ただ、そんなバーゼリアの様子を横で見ていた、サキはやれやれと首を横に振った。
「全く、自らの服をアピールする前にまず、アクセルの労いをするべきではないですか、竜王ハイドラ? アクセルは仕事を終えてきたばかりなのですから」
言われ、バーゼリアは言葉を詰まらせた。
「う、うぐう……た、確かに……」
「アピールなどしなくともアクセルはわかってくれるのですから、急ぎ過ぎです竜王ハイドラ。――こほん、というわけで、お帰りなさいアクセル。ご飯にしますか。お風呂にしますか。それとも私の体の暖かさにおぼれてみますか。いや、おぼれるというのはむしろ、アクセルの体温を感じ取りまくって匂いをくんくんしまくった私の方かもしれませんが! どうでしょうか!!」
「あー……サキは朝っぱらからエンジン掛かってるなあ」
格好は変わっても、そこは変わらないらしい。
むしろちょっと強化されている気もする。
「当然です。私は踊りも嗜んでいますから趣味で買ったのですが――こういった格好をする時はいつも以上に情熱的に、開放的になるというものです」
ふふ、とやや息荒げにサキは言う。ただ、そのあとで、目線をバーゼリアに向けて、
「……惜しむらくは張り合って買ったそこの竜王がいることですが!」
「は、張り合ってないもん! 欲しかったから買っただけだもん!! 傷も治って、綺麗になった体を見せたかっただけだもん!!」
「全く。稚拙な言い訳ですね。……あ、ちなみにアクセル。私の踊り子服姿はどうですか?」
「ん? ああ、もちろん。似合ってるし、きれいだと思うぞ」
「そうですか。ふふ、それはよかった」
「あー、ズルい! ボクにはあんなことを言っといて、自分は、さりげなくご主人にアピールしたな、魔術の勇者!」
「ズルくはありません。物事には順序というものがあるだけです。労ったあとならアピールしてもよい。

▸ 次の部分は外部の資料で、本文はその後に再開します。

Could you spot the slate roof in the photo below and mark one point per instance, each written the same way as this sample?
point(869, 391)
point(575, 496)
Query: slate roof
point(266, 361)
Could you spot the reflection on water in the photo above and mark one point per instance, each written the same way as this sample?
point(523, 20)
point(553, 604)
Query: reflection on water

当然ですね」
「自分ルール過ぎるんじゃないかな、リズノワール……!」
といった感じで、二人はいつもの取っ組み合いを始めた。
……まあ、二人とも、元気なようで何よりだし、放っておくか。
バーゼリアが負傷してしばらく、サキも気遣っていたところがあるし。
……魔人による攻撃は、ただの魔獣の攻撃とは威力も受ける被害も一線を画すからな……。
それを受けて尚、普段どおりが戻ってきているというのは幸いなことだ。
そう思いながら俺は一軒家の一番奥の部屋に向かう。
大きな鉄製のドアが付けられた部屋だ。そのドアをノックしてから、
「デイジー。頼まれていたモノ、商業ギルドの人から受け取ってきたぞ」
俺は部屋の中に声を掛けつつ、入った。
そこには俺の旅の仲間であるカーバンクル、デイジーがいた。
「おお、ありがとう親友! 朝から手間を掛けさせたな」
カーバンクル特有の胸元の宝石をきらめかせながら、デイジーはこちらを向き、そんな言葉をかけてきた。

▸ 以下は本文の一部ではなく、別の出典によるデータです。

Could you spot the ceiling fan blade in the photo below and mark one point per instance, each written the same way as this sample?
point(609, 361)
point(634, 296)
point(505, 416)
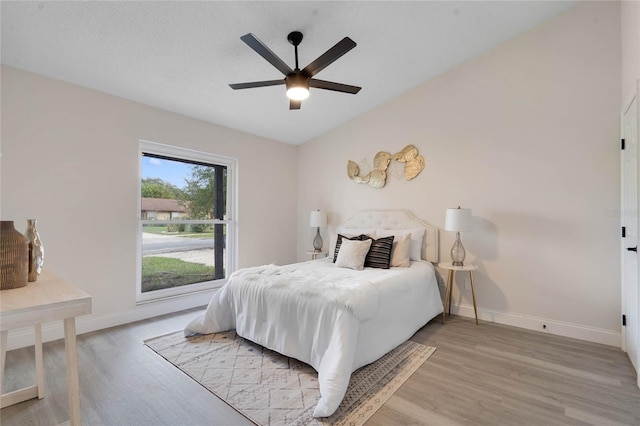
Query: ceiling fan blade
point(293, 104)
point(236, 86)
point(262, 50)
point(336, 87)
point(328, 57)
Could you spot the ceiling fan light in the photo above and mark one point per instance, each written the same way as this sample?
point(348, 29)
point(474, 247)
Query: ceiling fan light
point(297, 93)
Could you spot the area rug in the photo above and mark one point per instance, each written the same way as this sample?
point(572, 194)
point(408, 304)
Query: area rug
point(271, 389)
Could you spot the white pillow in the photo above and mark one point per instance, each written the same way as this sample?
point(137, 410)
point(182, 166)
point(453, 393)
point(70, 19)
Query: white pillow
point(352, 254)
point(401, 252)
point(348, 232)
point(417, 235)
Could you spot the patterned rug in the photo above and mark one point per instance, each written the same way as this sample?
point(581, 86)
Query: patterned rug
point(271, 389)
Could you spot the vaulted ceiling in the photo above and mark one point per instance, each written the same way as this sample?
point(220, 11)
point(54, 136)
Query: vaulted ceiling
point(181, 55)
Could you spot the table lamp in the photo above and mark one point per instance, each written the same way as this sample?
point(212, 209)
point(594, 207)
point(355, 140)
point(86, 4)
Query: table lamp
point(317, 220)
point(458, 220)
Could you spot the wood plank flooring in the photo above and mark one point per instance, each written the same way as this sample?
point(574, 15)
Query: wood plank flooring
point(479, 375)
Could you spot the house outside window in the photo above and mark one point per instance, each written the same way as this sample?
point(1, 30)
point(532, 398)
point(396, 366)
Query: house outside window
point(186, 221)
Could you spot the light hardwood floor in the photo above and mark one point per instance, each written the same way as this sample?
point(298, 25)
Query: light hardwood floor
point(479, 375)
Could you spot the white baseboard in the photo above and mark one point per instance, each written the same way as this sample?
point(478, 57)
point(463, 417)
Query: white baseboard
point(576, 331)
point(23, 337)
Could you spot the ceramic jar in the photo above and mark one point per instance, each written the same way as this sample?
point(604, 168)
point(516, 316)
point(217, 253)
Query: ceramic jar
point(14, 257)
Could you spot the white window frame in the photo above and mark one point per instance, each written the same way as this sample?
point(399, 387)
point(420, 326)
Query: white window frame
point(230, 220)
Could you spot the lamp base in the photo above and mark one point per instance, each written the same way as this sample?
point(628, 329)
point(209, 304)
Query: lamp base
point(317, 241)
point(458, 252)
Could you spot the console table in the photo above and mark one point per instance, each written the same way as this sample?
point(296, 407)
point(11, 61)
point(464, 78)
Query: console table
point(47, 299)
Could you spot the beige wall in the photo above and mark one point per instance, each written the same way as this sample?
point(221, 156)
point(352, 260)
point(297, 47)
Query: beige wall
point(630, 16)
point(526, 136)
point(70, 159)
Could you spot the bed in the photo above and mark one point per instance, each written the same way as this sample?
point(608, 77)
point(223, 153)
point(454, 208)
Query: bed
point(336, 319)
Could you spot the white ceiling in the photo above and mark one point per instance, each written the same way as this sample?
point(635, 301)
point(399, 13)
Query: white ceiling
point(181, 56)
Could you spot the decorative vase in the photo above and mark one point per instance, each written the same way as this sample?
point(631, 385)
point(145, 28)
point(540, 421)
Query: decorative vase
point(36, 250)
point(14, 257)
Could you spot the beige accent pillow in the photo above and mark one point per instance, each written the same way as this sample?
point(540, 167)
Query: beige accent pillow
point(352, 254)
point(401, 252)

「気にすることないぞ、デイジー。俺の装備を直すために必要なものなんだから」
言いながら俺は、デイジーに商業ギルドで受け取って来ていた紙袋を渡す。
依頼を受けに行くついでに受け取っていた物だ。
特に時間をかけたわけではないし、手間でも何でもない。それに、
「この街に来てから、殆ど部屋にこもりっぱなしで、修復作業にあたってくれてるんだし。武器の修理は俺には出来ないが、資材を運ぶくらいはさせて貰うさ」
そう。デイジーはこの街に来てからという物、殆ど拠点の一部屋で作業し続けてくれている。

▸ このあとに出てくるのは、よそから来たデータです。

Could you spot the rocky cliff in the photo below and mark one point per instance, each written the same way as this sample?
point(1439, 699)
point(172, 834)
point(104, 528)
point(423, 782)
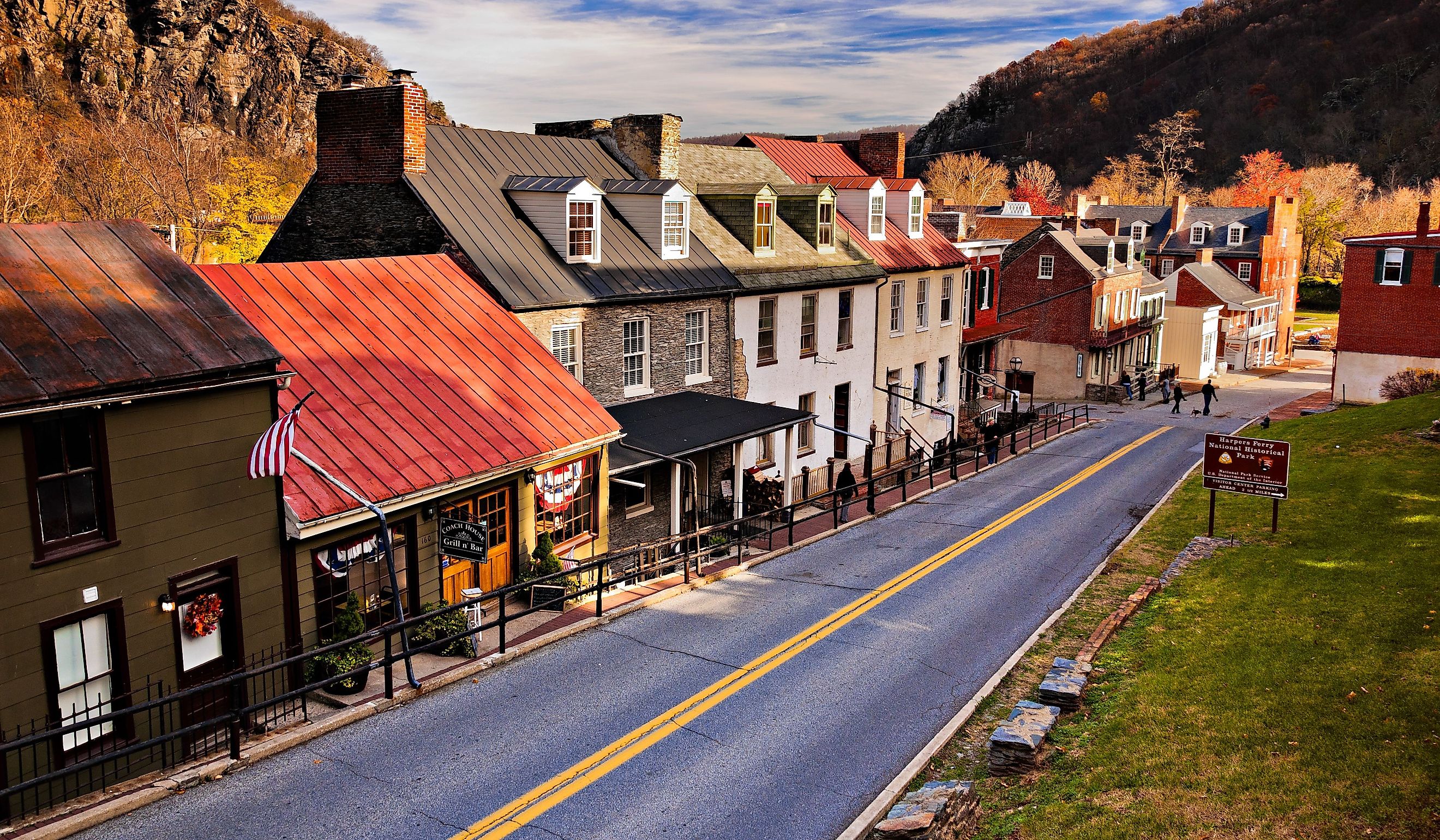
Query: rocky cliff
point(250, 68)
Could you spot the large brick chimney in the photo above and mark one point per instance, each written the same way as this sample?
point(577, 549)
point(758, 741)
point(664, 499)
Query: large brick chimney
point(882, 153)
point(370, 134)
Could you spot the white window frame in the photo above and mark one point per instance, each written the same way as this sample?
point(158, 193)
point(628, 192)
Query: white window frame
point(768, 227)
point(669, 225)
point(643, 353)
point(577, 363)
point(571, 230)
point(696, 376)
point(1399, 266)
point(896, 307)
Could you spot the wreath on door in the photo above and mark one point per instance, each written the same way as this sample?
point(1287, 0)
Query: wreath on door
point(203, 616)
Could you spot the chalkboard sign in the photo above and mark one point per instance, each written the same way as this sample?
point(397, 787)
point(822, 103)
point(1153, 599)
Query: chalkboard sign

その部屋からは昼夜問わずに物音が聞こえてくる。昨晩から今朝にかけてもそうだった。かなりの労力を払ってくれているのは、それだけで分かっている。
だからこそ、何か入用な物が合ったら自分が用意すると、前々から言っていたのだし、全く問題ない。そう伝えると、
「はは、そう言ってくれるのは親友らしいぜ。そのお陰で、大分修復作業も進んでいるから、完成までもうちょっと待ってくれよ」
「ああ。俺に出来る事があったら、これからも言ってくれよ」
などと、デイジーと会話していると、
――ぐう。
と目の前から、腹の鳴る音が聞こえた。
見れば、デイジーは僅かに恥ずかしそうに顔をうつむかせていた。
「うう……親友が前にいるタイミングでなるとは……割と恥ずかしいぜ……」
「いやいや、恥ずかしがる必要なんてないだろ。昨晩から頑張ってたのは知ってるし、腹が減って当然だ」
「……何と言うか、本当に親友はこっちをよく見てくれてるよなあ……」
そういうと、デイジーは苦笑した。
「まあ、そんな訳でな。商業ギルドに行く際に飯も買ってきたんだ。向こうにいる二人も、朝から取っ組み合いしていい感じに腹も減ってるだろうし。時間帯も良いし、一緒に食べようぜ」
「ああ、そうだな!」
そんな感じで、俺たちは砂塵都市での日々を過ごしていた。